Throughout my visit, everyone I encountered “in the biz” echoed the same sentiment when it came to being successful. Are you ready for this mind-blowing piece of advice?

Show up.

There is it, folks! The best piece of advice I think I have received so far. It means exactly what you think it means. Literally show up when you say you will. California is full of incredibly fun distractions and if you let it, this state of relaxation will overpower you like a time vortex. I’m not kidding. The weather is always the same and the days and months just fade right into each other until next thing you know you’ve been out here for a year and it’s Christmas again. Uhhhh…what?

From what I hear around the acting water cooler, actors tend to be seen as flakey and unreliable. I’ve had people tell me stories about being in the waiting room for an audition and seeing guys walk in, find out that the audition is running behind and bail to go surfing instead of waiting an extra 20 minutes. The craziest part is that they don’t even have the decency to say anything to the session director, casting director or anyone at all. They just get up and leave without a second thought before they can bother to be inconvenienced.
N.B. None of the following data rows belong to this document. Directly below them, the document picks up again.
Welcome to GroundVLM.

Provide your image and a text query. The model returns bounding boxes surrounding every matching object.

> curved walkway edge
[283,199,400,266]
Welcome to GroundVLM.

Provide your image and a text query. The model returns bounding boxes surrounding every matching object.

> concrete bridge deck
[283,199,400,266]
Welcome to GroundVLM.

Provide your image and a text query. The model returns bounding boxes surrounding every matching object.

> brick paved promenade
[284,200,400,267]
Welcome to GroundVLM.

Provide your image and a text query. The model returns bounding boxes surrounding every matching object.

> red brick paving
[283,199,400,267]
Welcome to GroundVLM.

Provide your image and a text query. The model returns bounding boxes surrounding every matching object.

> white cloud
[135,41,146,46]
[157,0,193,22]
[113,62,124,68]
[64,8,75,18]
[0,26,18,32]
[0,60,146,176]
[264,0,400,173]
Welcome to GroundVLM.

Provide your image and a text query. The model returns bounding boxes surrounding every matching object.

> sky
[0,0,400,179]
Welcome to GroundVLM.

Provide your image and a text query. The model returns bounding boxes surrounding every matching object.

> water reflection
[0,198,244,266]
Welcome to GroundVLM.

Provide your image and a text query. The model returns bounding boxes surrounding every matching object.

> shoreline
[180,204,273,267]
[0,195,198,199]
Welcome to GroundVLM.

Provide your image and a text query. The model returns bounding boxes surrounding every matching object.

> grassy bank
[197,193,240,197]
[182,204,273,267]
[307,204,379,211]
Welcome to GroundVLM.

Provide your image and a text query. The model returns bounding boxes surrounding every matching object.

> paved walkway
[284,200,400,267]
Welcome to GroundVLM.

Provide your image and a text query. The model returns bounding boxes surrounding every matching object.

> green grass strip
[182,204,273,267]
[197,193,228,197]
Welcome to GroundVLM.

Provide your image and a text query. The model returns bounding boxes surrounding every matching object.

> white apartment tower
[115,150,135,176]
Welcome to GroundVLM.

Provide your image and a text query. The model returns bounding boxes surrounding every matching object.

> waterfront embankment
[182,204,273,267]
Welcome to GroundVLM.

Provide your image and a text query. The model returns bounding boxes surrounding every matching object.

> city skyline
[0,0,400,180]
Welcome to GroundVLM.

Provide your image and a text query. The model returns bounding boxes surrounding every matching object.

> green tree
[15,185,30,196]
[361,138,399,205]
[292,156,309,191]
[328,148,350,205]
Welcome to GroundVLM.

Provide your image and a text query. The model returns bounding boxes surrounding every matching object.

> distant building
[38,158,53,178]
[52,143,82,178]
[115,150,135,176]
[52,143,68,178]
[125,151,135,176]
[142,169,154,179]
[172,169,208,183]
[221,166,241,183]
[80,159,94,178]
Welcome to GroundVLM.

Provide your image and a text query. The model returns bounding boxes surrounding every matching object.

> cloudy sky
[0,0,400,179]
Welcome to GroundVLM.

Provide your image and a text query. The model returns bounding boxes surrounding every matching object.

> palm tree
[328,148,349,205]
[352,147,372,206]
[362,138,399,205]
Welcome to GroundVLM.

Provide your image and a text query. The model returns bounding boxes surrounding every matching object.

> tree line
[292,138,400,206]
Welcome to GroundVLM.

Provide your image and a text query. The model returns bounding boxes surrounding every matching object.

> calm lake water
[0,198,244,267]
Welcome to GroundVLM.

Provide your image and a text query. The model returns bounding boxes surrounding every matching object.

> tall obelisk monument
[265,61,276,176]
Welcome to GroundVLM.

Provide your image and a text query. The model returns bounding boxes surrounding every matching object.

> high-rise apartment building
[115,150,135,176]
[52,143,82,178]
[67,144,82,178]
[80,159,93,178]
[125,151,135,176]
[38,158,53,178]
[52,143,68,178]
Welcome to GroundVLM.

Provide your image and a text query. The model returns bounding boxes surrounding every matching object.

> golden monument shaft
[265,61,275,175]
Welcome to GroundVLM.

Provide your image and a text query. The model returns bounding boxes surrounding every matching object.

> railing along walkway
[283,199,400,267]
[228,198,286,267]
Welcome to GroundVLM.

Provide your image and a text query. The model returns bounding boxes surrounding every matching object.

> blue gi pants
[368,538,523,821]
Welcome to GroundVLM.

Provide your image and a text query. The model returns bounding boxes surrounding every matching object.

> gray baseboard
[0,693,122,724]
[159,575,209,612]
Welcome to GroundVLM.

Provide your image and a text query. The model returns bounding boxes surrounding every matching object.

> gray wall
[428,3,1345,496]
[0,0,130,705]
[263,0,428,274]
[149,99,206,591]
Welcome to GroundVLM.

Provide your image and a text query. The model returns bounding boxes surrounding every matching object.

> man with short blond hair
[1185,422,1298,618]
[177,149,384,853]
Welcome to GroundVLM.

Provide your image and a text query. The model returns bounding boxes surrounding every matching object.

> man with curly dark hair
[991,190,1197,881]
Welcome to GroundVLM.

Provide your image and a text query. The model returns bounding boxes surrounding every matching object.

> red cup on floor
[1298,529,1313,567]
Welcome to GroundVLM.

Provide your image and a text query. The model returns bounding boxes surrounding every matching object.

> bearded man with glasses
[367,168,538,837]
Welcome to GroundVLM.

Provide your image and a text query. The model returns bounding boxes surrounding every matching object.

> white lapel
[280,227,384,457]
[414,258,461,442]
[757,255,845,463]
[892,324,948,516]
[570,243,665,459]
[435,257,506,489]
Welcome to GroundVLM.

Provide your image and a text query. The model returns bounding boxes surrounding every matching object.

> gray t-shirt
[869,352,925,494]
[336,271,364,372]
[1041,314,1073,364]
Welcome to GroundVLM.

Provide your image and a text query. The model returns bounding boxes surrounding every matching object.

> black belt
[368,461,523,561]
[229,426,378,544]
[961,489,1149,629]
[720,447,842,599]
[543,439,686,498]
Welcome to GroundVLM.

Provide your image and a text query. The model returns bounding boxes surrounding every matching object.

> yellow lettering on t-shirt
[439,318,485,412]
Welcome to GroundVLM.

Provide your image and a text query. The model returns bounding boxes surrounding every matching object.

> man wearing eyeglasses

This goes for day jobs, too. Actors will fail to go to work because of a break-up or a “sickness” or a particularly sunny day. Employers start to add “no actors need apply” to their job postings after a string of actors have disappointed them. Actors are seen as inconsiderate, self-absorbed and immature.

How do we break this terrible cycle? By showing up. We must learn not to be lazy, people!

Now I know life happens and it is possible to get delayed three hours by an accident on the 405 (yes, that’s for real). It’s just that too many actors don’t bother to pick up the phone and notify whoever it is that they’re going to be late.

I’ve been told by so many people that I already have an edge because I’m willing to make a commitment and follow through. This means confirming the audition and actually going to it, being punctual, being prepared and never acting like you have a million better places to be. As an aspiring actor in L.A., I already have plenty of obstacles to overcome and more than enough things that are out of my control. The one thing I can control is myself and I’ll be damned if I’m not on time to my big break.